Deep learning has achieved good performance in hyperspectral image classification (HSIC). Many methods based on deep learning use deep and complex network structures to extract rich spectral and spatial features of hyperspectral images (HSIs) with high accuracy. During the process, how to accurately extract the features and information from pixel blocks in HSIs is important. All of the spectral features are treated equally in classification, and the input of the network often contains much useless pixel information, leading to a low classification result. To solve this problem, an enhanced spectral-spatial residual attention network (ESSRAN) is proposed for HSIC in this paper.
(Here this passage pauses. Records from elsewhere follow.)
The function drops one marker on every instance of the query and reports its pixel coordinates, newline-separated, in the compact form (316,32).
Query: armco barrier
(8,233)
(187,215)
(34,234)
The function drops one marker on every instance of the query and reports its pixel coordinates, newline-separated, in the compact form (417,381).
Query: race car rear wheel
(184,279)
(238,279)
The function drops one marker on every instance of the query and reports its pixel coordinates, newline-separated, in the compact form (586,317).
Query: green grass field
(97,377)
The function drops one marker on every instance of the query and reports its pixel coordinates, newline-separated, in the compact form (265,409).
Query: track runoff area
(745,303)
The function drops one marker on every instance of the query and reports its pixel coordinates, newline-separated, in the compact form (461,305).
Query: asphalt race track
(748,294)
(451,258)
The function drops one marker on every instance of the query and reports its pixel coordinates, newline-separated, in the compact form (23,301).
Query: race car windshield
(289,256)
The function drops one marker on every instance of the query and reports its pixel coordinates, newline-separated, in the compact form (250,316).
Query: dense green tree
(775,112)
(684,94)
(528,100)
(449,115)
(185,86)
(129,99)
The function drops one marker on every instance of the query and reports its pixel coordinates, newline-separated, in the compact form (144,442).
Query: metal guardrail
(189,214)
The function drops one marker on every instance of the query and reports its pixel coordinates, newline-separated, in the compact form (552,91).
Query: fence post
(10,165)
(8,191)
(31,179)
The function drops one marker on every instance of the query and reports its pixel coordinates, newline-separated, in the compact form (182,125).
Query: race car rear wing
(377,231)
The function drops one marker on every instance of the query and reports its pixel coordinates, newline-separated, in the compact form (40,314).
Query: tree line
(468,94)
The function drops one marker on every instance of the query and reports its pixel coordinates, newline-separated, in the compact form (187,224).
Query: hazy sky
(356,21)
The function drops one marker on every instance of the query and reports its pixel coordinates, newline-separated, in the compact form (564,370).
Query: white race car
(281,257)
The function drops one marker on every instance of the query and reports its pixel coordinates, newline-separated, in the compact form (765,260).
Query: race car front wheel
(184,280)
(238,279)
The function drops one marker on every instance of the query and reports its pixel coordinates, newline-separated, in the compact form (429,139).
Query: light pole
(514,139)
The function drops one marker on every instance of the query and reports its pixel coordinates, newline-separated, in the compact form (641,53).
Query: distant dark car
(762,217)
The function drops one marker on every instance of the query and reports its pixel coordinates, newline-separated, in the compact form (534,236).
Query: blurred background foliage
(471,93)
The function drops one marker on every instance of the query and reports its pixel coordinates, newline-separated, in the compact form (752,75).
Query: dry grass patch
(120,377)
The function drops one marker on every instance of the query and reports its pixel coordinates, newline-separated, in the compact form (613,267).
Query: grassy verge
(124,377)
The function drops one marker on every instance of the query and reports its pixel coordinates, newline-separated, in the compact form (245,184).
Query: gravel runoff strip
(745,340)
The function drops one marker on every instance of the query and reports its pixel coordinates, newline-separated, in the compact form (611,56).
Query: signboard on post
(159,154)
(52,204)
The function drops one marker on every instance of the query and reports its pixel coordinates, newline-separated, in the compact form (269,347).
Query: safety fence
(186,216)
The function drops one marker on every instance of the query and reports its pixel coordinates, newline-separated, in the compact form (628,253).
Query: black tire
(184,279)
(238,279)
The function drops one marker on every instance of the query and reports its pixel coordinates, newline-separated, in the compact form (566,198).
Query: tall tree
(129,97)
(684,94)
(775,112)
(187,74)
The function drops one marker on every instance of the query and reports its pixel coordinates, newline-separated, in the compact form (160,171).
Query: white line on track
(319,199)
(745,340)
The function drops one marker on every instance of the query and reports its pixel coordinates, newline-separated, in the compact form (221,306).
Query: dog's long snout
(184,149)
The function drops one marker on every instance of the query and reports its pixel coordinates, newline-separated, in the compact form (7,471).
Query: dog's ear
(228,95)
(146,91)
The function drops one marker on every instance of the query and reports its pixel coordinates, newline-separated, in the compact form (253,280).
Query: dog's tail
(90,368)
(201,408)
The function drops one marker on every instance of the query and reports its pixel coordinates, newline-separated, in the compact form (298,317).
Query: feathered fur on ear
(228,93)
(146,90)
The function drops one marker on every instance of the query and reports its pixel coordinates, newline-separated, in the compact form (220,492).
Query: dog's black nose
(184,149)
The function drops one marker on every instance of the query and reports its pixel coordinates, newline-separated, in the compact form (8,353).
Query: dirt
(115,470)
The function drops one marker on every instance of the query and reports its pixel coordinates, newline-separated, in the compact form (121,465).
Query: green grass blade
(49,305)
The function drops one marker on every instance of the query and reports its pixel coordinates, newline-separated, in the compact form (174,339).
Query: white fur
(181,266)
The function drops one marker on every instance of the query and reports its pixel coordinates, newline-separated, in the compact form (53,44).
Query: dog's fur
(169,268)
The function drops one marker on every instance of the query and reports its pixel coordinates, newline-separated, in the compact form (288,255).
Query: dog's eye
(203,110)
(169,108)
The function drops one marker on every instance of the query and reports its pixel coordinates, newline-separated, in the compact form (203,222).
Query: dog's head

In the proposed network, the spectral-spatial attention network (SSAN), residual network (ResNet) and long-short term memory (LSTM) are combined to extract more discriminative spectral and spatial features. More specifically, SSAN is first applied to extract image features by using the spectral attention module to emphasize useful bands and suppress useless bands. The spatial attention module is used to emphasize pixels that have same category with the central pixel. Then, these obtained features are fed into an improved ResNet, which adopts LSTM to learn representative high-level semantic features of the spectral sequences, since the use of ResNet can prevent gradient disappearance and explosion. The proposed ESSRAN model is implemented on three commonly used HSI datasets and compared to some state-of-the-art methods. The results confirm that ESSRAN effectively improves accuracy.